Mars Mountain Named After Planetary Scientist
A huge mountain on Mars that NASA’s Mars Curiosity will explore after it lands in August now has a name: Mount Sharp.
The Curiosity science team announced the new name for the mountain March 28. The moniker was picked to honor the late geologist Robert Sharp (1911-2004), a pioneer planetary scientist, influential teacher of many current leaders in the field and team member for NASA’s first few Mars missions, researchers said.
“Bob Sharp was one of the best field geologists this country has ever had,” Michael Malin of Malin Space Systems, principal investigator for two of Curiosity’s 10 science instruments and a former student of Sharp’s, said in a statement. “We don’t really know the origins of Mount Sharp, but we have plans for how to go there and test our theories about it, and that’s just how Bob would have wanted it.”

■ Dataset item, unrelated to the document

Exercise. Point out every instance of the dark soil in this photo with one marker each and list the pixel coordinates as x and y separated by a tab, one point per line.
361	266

The 1-ton Curiosity rover — the centerpiece of NASA’s $2.5 billion Mars Science Laboratory (MSL) mission — blasted off in November and is slated to land at Gale Crater on the night of Aug. 5. Its main mission is to determine if the Gale Crater area is, or ever was, capable of supporting microbial life.
Mount Sharp rises from the center of the crater, looming 5 kilometers above the surrounding terrain. Its layered rocks preserve a record of Mars’ changing environmental conditions going back a billion years or more, providing an inviting exploration target for Curiosity.

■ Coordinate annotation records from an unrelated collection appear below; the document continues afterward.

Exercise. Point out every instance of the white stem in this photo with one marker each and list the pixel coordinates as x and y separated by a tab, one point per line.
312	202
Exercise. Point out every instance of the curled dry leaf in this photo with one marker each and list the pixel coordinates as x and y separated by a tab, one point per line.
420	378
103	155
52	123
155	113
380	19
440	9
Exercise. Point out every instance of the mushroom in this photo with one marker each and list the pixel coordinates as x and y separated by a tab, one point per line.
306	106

Mars orbiters have detected minerals near Mount Sharp’s base that only form in water. So some of its lower layers might tell of a lake within Gale Crater long ago, or they might indicate wind-delivered sediments later soaked by groundwater, researchers said.
Higher layers, on the other hand, may represent wind-blown dust deposited after Mars shifted from a relatively wet world to the dry and frigid planet we know today.
“Mount Sharp is the only place we can currently access on Mars where we can investigate this transition in one stratigraphic sequence,” said John Grotzinger of Caltech, MSL’s chief scientist. “The hope of this mission is to find evidence of a habitable environment; the promise is to get the story of an important environmental breakpoint in the deep history of the planet. This transition likely occurred billions of years ago, maybe even predating the oldest well-preserved rocks on Earth.”